Она с улыбкой показала такую же склянку. Оба они отчего-то решили колодец не трогать. Пусть и правду сказала огненная птица, да только своя вода и сердце греет, и силу дарует.
— Береги ее, — напоследок сказала Луша.
— Как самое дорогое, что у меня есть, — серьезно отозвался Ратислав.
Подмигнул, сделал глоток живой воды и исчез. Следом за ним последовала Луша, оставляя колодец, в котором когда-то плескалась живая вода. Теперь же он принял волю сильнейших этого мира, опустел, чтоб в каждое светлое сердце по капле живительной водицы досталось. Потому что настоящее добро должно жить вечно.
Эпилог
— Маменька! — кричала черноволосая девочка, вбегая в светлицу, где за столами сидела дюжина юных чаровниц, одновременно поскрипывающие писчими перьями. — Там Беримир опять колдует! Уж полстены нет!
— А что есть? — насторожилась Василиса, прекрасно понимающая, что бесследно ничего исчезнуть не может, стал быть, что-то на месте пропажи появилось.
— Цветы диковинные!
— С диковинными цветами к наставнице Лукерье ступай, Даренушка, — приказала Васена. — Может, они ей для зелья какого сгодятся. Девицы, не отвлекайтесь, пишите…
Уж, почитай, добрый десяток лет минул с тех пор, как встретили Ратислав и Лукерья Жар-птицу.

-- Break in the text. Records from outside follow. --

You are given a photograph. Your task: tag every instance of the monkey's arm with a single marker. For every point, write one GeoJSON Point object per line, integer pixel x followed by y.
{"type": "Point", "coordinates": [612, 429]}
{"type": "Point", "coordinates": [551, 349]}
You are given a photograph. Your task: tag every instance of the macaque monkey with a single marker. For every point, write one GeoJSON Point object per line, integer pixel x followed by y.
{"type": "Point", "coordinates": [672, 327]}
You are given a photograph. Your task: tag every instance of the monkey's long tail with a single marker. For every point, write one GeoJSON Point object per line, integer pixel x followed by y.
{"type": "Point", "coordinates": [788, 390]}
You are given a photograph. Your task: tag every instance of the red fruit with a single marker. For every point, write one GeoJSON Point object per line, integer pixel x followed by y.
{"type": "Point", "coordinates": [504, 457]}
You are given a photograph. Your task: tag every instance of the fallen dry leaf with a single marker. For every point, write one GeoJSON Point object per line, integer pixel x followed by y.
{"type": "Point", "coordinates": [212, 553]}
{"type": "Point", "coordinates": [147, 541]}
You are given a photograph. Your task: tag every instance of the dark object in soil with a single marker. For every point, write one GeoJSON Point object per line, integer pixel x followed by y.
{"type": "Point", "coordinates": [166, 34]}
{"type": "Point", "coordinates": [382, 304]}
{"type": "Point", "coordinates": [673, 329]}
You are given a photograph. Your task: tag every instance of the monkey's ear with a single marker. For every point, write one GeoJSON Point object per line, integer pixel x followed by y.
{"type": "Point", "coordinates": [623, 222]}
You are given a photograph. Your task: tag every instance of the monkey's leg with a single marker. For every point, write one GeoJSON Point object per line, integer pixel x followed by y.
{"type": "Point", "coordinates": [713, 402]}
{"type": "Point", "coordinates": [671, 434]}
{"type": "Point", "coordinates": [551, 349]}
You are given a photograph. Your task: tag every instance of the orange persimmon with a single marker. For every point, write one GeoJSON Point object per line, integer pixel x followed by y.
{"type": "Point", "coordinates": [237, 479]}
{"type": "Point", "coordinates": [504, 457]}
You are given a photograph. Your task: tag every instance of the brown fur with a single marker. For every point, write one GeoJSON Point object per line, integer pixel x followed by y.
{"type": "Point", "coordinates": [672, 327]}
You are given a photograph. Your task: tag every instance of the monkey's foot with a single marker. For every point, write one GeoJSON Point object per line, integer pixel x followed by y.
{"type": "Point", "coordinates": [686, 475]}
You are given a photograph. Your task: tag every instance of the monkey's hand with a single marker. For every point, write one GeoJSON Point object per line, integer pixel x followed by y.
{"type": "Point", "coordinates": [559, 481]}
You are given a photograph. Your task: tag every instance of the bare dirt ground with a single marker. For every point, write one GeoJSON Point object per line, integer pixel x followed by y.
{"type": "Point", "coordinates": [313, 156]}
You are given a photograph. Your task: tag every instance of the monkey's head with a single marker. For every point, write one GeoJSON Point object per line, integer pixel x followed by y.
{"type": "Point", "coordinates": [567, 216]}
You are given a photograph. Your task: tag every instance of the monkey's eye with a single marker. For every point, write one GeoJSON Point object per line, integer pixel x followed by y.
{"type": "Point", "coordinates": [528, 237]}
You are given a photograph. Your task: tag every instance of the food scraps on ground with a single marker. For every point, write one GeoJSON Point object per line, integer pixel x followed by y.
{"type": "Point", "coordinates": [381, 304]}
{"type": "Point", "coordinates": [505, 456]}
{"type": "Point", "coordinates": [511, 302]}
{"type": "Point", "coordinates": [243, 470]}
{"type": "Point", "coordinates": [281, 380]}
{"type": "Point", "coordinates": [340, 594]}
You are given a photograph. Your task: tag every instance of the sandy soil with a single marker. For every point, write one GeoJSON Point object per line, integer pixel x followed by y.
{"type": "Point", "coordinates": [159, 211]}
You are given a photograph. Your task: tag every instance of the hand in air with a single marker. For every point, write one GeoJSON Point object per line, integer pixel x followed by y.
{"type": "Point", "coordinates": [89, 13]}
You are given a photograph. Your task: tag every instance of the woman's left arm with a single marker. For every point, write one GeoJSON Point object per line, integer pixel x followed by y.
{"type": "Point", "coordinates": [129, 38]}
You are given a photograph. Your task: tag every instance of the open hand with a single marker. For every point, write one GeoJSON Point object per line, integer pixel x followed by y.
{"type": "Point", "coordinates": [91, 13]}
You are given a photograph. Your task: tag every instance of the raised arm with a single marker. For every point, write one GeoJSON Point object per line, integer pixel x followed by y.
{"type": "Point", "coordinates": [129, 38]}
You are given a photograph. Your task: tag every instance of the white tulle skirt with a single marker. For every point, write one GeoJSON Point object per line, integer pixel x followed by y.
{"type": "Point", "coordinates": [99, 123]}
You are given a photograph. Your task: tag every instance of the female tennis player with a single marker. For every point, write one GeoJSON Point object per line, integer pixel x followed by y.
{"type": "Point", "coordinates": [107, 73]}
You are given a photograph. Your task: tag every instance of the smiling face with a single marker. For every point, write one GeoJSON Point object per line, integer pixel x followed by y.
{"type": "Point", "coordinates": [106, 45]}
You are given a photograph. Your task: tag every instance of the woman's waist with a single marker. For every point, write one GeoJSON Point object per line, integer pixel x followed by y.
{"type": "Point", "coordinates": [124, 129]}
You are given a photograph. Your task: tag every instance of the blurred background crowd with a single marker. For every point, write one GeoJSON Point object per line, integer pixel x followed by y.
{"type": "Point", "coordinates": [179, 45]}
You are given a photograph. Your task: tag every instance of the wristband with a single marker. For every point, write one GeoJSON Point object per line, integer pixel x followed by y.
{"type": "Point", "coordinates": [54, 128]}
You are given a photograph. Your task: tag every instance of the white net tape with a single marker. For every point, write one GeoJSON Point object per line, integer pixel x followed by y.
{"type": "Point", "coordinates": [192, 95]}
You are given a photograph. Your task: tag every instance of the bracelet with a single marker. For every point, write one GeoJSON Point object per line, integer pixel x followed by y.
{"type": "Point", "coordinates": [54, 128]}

Многое за эти годы изменилось. Каждому досталось: кому по заслугам, кому за злые дела.
Соловей охрип, теперь лишь глухо шептал. Лишенный главных чар, сбежал в леса, поначалу разбойничал по привычке. Однажды кинулся телегу грабить, а там вдова с дитем, ни богатств у них, ни краюхи хлеба. И кольнула сердце старого разбойника неведомая прежде жалость. Теперь он шепотом воспитывает шебутного мальчонку, а вдова с мягкой улыбкой печет для него пироги.
Одноглазое лихо, что прежде приносило всем беды да страдания, тоже своих сил лишилось. Никто теперь чудища не боялся, так что побрело оно куда глаза глядят, поселилось в краях дальних.
Русалок пристроил, как ни странно, Кощей. Теперь они по вечерам поют в его озерах, влюбленными глазами поглядывая на домовых. Тем-то тонуть не страшно, вот и веселятся с прекрасными речными девицами.
Снегурочка повстречала добра молодца, увез он ее вместе со стариками в палаты белокаменные, где жили они долго и счастливо.
Горыныч, разморозив Чудо-Юдо, подхватил его лапами, позволил Луше исцелить раненое крыло и устремился в отчий дом. перевоспитывать потерянного братца и радовать тоскующих отца и мать.